Na avaliação dele, o Brasil poderia ter um dos mercados mais inovadores do mundo se incluísse o agro. “Mas não, você faz um projeto de lei que tinha potencial para ser uma coisa incrível e mata ele logo no primeiro artigo. Realmente não faz sentido”, afirma.
Segundo Ronaldo Seroa da Motta, professor da UERJ (Universidade do Estado do Rio de Janeiro), e um dos principais especialistas no assunto, os mecanismos de comércio do PL são iguais às melhores práticas do mundo, mas “é uma pena” que o agro não tenha entrado no sistema de precificação.
Seroa pondera que se trata de um setor cujas emissões têm maior complexidade. Na indústria, por exemplo, os gases de efeito estufa são concentrados em alguns processos, enquanto na agropecuária eles estão mais dispersos —inclusive em milhares de propriedades rurais.
No entanto, isso não justificaria a exclusão. “É um fato, mas não é um motivo”, afirma.
Na avaliação dele, em função dessas peculiaridades, o setor poderia entrar no projeto de uma forma mais gradual.
“Até para o agro seria bom, porque eles poderiam dizer no exterior: ‘Nós somos o único setor agropecuário do mundo dentro de um mercado de carbono’. Perderam uma oportunidade enorme de ter um selo ambiental”, diz.
Um dos questionamentos sobre o formato de mercado de carbono aprovado no PL é a efetividade que o sistema terá para descarbonizar a economia —já que deve cobrir apenas os segmentos responsáveis por uma fração das nossas emissões.
Segundo Seroa, embora o agro tenha ficado de fora, há abertura para que empresas do setor possam participar do mercado voluntário.
Isso porque o projeto prevê que alguns segmentos ofereçam créditos, desde que sejam calculados por metodologias credenciadas. Nesse cenário, o agro teria incentivos para participar.
Ele cita o exemplo de uma propriedade com excedente de reserva legal, que pode achar mais interessante vender os créditos de carbono que essa área proporciona do que desmatar para produzir alguma coisa.
Gustavo Pinheiro, coordenador do portfólio de economia de baixo carbono do ICS (Instituto Clima e Sociedade), considera o projeto positivo, que reflete a maturidade do debate —embora não seja perfeito.

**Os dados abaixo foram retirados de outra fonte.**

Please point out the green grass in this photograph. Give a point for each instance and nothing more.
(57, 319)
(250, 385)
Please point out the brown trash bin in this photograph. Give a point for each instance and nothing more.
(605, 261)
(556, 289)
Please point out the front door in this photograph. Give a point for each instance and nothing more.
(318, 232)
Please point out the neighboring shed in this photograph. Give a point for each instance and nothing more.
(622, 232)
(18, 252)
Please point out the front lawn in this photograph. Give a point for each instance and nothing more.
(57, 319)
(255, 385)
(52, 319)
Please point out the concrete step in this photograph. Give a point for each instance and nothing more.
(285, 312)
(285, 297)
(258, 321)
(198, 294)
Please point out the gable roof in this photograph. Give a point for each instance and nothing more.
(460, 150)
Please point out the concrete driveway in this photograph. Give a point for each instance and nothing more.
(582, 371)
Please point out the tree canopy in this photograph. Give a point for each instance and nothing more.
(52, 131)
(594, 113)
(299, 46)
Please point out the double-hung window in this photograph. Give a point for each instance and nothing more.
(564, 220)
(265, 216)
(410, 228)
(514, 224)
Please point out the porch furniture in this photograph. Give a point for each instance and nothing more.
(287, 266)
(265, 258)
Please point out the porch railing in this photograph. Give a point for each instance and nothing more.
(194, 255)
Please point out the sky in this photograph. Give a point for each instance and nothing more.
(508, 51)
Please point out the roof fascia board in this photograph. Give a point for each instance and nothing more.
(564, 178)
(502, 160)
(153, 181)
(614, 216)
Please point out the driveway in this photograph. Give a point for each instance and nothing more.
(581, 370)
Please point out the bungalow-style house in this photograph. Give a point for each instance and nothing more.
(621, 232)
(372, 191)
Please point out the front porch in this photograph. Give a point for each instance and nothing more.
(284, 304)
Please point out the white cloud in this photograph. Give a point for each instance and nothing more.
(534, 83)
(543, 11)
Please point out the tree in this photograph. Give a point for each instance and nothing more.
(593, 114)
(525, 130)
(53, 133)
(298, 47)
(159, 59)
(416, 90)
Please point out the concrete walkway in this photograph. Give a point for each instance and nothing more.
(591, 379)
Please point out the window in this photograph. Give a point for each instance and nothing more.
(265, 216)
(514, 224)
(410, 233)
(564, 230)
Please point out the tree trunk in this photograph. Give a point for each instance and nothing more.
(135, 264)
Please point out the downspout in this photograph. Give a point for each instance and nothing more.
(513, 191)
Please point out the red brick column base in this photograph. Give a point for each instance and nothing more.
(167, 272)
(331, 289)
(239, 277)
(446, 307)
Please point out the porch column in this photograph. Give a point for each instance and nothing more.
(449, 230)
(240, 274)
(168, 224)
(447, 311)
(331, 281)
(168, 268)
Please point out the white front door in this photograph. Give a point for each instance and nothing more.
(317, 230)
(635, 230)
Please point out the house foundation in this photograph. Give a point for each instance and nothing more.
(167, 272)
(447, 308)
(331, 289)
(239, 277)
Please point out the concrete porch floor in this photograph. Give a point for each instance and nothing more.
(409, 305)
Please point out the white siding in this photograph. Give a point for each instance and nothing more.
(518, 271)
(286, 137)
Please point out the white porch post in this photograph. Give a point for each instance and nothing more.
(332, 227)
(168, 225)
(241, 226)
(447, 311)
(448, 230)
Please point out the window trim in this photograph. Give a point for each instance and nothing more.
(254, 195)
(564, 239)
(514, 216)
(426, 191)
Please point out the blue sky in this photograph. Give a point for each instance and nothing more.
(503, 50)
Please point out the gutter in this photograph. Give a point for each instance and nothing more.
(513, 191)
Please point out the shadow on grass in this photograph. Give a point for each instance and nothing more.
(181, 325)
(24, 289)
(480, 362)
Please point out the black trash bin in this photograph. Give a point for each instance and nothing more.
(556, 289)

“Não é uma surpresa o agro ter ficado de fora dos setores regulados. A surpresa seria se o oposto tivesse acontecido, uma vez que nenhum instrumento de mercado em outras jurisdições regula o setor agropecuário”, diz.
Para ele, a participação do agro no mercado ainda pode ser mais bem definida no debate na Câmara dos Deputados, o que vai depender de bastante alinhamento, já que a bancada ruralista tem cerca de 300 votos na Casa.
Coordenador do Programa de Política e Economia Ambiental do FGVces (Centro de Estudos em Sustentabilidade da Fundação Getúlio Vargas), Guarany Osório também diz que começar a precificar o carbono é um passo positivo para o Brasil.
Ele pondera que há maior dificuldade em medir as emissões do setor agropecuário com precisão, mas diz que a versão anterior do projeto de lei tinha uma redação mais adequada, que não fazia uma definição setorial de largada.
“O agro poderia estar elegível. Possivelmente na regulamentação, [o setor] não ia entrar logo no começo —porque um critério importante é que todo mundo consiga mensurar, relatar e verificar as emissões com uma metodologia consagrada—, mas deixaria a porta aberta para discutir futuramente, com o mercado mais maduro”, afirma.